DC 12: Sofia Garcia Vazquez

Sofía García Vázquez (Spain) is a PhD fellow in the MENTOR program and will carry out her doctoral research at the Spanish National Cancer Research Centre (CNIO) in the Metabolism and Cell Signalling group led by Dr. Alejo Efeyan. During her PhD she will investigate the cell-autonomous and systemic effects of activating RagC mutations in mTORopathies to elucidate tissue-specific pathogenic mechanisms and identify potential therapeutic targets.

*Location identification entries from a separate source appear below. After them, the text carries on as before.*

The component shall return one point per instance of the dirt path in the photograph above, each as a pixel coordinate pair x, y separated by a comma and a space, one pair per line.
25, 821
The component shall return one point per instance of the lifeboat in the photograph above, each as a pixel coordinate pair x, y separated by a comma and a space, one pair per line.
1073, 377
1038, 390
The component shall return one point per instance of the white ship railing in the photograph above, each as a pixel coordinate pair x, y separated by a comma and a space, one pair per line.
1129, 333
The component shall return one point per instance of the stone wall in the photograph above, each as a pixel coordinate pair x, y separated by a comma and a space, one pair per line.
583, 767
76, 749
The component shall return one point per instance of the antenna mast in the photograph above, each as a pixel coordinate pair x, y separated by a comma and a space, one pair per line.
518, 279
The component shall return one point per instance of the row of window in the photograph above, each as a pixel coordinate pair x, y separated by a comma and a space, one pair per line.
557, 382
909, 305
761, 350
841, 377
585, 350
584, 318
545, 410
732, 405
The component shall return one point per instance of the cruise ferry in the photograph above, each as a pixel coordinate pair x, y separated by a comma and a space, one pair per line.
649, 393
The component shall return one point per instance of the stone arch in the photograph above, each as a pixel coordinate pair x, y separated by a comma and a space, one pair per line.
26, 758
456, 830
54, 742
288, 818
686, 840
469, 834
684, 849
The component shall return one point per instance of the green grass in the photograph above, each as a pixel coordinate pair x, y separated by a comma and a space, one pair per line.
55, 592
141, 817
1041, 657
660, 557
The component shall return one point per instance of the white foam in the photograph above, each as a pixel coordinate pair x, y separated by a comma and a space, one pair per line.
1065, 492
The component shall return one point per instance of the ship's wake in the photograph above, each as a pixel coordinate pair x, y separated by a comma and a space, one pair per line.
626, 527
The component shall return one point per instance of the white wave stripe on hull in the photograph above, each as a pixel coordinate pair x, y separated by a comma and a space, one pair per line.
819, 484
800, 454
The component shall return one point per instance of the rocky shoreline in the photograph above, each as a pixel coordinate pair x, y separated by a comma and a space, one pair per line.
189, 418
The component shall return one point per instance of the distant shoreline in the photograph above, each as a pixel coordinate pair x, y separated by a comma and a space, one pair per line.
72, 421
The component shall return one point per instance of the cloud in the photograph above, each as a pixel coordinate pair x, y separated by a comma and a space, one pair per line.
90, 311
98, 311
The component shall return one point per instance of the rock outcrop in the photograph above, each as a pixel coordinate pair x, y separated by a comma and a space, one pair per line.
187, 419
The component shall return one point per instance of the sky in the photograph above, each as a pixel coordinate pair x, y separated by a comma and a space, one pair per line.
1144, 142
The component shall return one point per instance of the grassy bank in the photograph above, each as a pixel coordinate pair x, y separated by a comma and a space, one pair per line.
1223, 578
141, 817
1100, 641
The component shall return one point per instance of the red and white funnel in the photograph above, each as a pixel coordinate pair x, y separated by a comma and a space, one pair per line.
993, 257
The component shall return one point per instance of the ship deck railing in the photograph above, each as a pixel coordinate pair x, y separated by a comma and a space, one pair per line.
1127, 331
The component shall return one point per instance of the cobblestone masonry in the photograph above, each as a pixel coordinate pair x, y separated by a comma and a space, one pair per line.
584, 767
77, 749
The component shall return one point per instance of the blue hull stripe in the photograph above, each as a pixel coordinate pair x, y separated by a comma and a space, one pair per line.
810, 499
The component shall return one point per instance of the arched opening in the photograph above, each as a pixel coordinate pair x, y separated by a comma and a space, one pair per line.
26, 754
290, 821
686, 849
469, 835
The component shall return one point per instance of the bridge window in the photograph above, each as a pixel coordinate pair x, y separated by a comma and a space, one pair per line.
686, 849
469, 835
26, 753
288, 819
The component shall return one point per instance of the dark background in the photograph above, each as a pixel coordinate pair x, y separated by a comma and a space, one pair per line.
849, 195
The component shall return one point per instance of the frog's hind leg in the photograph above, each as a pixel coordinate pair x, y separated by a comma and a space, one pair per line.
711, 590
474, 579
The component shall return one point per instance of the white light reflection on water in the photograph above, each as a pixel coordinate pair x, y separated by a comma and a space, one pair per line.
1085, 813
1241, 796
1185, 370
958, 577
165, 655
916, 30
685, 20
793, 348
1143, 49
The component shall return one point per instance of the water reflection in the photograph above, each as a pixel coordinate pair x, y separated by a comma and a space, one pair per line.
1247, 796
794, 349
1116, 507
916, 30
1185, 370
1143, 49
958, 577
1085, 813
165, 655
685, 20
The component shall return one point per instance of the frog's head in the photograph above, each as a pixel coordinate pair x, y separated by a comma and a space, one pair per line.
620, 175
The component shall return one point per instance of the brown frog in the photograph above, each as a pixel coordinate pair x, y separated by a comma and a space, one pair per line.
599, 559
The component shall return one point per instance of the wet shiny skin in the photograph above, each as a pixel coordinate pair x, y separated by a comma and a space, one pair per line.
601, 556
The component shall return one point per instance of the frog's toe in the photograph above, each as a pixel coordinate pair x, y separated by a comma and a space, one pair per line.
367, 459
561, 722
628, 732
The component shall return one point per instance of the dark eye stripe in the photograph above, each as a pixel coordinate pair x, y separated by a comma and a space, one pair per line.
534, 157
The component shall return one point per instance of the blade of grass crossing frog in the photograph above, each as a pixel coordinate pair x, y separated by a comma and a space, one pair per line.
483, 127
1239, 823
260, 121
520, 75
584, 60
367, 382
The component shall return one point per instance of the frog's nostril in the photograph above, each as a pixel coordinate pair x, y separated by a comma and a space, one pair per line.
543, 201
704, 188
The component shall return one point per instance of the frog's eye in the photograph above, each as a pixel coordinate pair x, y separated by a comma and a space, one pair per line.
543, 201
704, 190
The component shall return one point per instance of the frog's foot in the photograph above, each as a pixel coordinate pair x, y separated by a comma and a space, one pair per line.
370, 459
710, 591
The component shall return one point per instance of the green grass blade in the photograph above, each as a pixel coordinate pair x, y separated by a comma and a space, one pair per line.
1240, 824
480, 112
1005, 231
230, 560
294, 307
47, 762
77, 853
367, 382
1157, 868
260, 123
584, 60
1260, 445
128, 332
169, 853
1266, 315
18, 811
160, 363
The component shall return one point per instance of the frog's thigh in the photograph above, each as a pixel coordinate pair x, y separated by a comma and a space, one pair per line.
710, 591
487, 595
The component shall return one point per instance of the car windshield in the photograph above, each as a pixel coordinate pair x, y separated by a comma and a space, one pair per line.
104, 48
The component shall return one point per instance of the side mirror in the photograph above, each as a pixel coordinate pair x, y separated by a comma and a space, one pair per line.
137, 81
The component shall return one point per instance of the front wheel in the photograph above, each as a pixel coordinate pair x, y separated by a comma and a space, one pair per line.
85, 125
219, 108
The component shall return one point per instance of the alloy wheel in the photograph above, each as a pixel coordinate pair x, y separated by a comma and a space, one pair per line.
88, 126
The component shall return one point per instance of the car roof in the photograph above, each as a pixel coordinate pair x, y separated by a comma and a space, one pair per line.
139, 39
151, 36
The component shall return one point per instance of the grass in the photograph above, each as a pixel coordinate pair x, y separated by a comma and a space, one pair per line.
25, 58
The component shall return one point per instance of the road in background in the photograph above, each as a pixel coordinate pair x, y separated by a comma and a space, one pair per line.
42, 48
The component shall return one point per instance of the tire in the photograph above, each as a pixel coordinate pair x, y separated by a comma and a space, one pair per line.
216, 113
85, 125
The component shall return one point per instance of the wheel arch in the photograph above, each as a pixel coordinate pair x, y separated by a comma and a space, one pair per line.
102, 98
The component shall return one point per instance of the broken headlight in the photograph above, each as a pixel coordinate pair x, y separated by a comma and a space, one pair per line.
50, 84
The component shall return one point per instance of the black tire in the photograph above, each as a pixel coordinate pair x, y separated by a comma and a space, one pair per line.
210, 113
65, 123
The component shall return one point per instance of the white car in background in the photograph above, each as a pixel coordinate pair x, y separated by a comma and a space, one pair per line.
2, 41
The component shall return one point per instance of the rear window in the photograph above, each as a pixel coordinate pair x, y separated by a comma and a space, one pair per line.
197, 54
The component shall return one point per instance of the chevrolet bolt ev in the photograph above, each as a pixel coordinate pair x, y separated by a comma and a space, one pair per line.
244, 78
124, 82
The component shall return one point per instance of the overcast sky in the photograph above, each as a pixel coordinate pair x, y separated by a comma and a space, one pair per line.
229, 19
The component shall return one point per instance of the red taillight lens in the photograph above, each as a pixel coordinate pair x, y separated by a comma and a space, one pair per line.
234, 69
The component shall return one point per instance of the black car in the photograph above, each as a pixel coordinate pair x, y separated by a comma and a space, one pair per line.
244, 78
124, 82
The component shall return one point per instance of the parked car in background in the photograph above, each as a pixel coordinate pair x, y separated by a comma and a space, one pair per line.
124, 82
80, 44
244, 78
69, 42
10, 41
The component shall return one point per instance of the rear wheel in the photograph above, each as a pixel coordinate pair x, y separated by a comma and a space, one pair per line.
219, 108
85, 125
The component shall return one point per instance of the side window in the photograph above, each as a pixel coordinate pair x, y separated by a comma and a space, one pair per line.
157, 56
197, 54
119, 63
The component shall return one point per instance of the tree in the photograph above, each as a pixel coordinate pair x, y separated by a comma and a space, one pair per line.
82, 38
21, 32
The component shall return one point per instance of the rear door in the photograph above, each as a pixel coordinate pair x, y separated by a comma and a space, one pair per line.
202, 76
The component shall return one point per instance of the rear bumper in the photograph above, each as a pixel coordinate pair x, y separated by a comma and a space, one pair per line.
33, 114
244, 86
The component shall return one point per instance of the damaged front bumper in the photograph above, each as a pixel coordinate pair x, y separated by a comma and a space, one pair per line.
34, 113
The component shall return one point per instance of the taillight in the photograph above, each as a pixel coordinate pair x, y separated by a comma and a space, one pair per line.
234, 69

Sofía holds a BSc and MSc in Biomedical Sciences from UCLouvain (BE), from which she gained an extensive insight into cancer research through her master’s thesis at IREC (BE) which uncovered metabolic adaptations in 3D tumor spheroids under time-restricted feeding. During her studies she obtained an ERASMUS+ grant to join Dr. Efeyan’s group for a research internship which was focused on assessing whether the nutrient signalling in inflammatory cells might be a driver of pancreatic damage and cancer. Furthermore, she is currently completing an additional MSC in Bioinformatics (Health Data Science) at the Universidad Europea (ES), where she undertook a project aimed at decoding the lung cancer microenvironment using single-cell and spatial transcriptomics

 

Planned secondments: 3 months at Fondazione Telethon (TIGEM) to conduct high-content imaging for TFEB, and to assess transcriptional output of TFEB. 3 months at Mimetas for kidney-on-chip cultures from RagC and RagC mutant mice.

FTELE

3 months
Pozzuoli, Italy

Mimetas

3 months
Leiden, the Netherlands

My research project

Outgrowths, tumors, cysts, renal, cardiac neurological defects and a compromised immune system are present in mTORopathies. Somatic mutations in RagC have been linked to fatal dilated cardiomyopathy, and various members of the MENTOR (Efeyan, Pende, Ballabio) have described life threatening pathologies in the kidney, in agreement with those observed in familial mTORopathies (Birt Hogg Dube and TSC). We have previously generated knock-in mice expressing activating mutations in RagA that mimics several features of mTORopathies. We have also KI activating mutations in RagC originally found in B-cell lymphomas, and such systemic expression of RagC mutations result in alterations in the heart that are consistent with dilated cardiomyopathy. In addition, these mice also exhibit multi-organ features of accelerated aging, and importantly for this proposal, progressive inflammation and other phenotypic alterations in RagC-mutant kidneys. Understanding the cellular and molecular underpinnings of these pathologies is somehow obscured by the pleiotropic effects that RagC mutations have on immune cells and on inflammation. We want to dissect the effects that are cell-autonomous in the kidney and heart parenchyma, thus mirroring somatic mutations in cells from these two organs, and in contrast to those systemic effects secondarily driven by deregulation of inflammatory cells. This will be followed by the dissection of the molecular mechanisms underlying such alterations by means of primary cultures and organoids derived from these models under hypothesis-driven and unbiased – omics interrogation. We will then test genetic epistasis and selected compounds in vitro and in vivo.